Heads up! Long post with pictures (and graphs!)
@PAPA_Doug: Thanks for checking on the sheets.
@bkerins : I won’t be winning Pinburgh next year, so I would be very happy to receive a consolation prize of 3 reams of paper worth of scores.
I certainty agree with @wizcat that it’s situational depending on the match, and I think that’s what makes it so interesting. You can use factors like “points earned” to get context behind the scores you are seeing.
Here’s a chart from weeks 8 and 9 of the NFL Season, sorted by points scored.
If you add in a color to represent wins and losses, it becomes that much more interesting. The Giants scored 49 against New Orleans and still lost, but Seattle score 13 and won.
In the NFL, they play until the whistle.
However, in Pinball the final player in a group may not have to play ball 3, or they might play until they win and stop. Sports that are like this are baseball and cricket. In baseball, you skip the 9th inning if you have enough runs, or you might play the final inning and have a walk-off where at that point, you stop trying to earn runs because you’ve won. Cricket is similar in that the team batting second either runs out of wickets, or they earn enough runs to stop playing. Baseball is (usually) low scoring, so I took data from the 2015 Cricket 20Twenty matches and noted which wins were the result of earning enough runs so that they stop playing (“win by wickets”).
So in Pinball, it’s a similar concept. If Player #4 wins the match, they ether did so by not playing Ball 3, or by winning on Ball 3 (a walk-off). If we know the position of the player, we can designate the win as such.

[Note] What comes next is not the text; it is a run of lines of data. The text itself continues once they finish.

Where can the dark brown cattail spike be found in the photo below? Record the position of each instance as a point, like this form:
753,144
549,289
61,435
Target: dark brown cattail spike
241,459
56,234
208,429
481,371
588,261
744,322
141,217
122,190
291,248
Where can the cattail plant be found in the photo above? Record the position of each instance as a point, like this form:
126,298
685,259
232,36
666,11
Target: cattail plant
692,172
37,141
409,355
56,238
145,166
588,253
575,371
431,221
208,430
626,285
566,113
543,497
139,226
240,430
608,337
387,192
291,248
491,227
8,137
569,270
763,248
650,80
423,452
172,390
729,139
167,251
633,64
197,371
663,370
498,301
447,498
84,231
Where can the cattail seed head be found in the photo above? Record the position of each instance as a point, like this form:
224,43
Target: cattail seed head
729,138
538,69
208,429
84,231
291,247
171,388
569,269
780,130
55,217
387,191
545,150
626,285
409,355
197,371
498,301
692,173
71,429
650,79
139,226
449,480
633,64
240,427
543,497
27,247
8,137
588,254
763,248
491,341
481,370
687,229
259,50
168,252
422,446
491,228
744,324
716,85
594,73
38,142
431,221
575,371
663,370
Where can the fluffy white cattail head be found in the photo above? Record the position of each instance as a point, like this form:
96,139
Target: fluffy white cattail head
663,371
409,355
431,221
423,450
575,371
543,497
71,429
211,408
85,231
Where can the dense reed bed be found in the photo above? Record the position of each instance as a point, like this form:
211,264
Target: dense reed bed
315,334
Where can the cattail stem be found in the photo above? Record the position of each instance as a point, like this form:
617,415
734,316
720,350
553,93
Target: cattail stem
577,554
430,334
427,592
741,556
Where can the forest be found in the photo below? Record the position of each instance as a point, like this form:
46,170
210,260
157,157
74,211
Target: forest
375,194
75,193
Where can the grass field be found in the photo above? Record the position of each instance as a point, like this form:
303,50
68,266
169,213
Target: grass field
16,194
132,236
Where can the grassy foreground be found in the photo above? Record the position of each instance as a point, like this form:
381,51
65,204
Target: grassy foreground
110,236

That all being said, I scraped the data from A Finals this year because we know all of those pieces of information.
Here’s a straight ahead one: Nitro Groundshaker
Aliens, where Karl had a crushing score, and we see a few either plunged balls or “walk-offs” where those scores could have been higher had the ball been played out.
Family Guy, where you wonder how many points Keith would have gotten had he played Ball 3:
Batman, where the top three scores were in the same group:
With the full data set, we can also look at other pieces of information like incoming IFPA Rank, Round #, Division, Affiliation, etc.
If people found these charts interesting, I can post pictures of all the A Finals games along with the Excel sheet.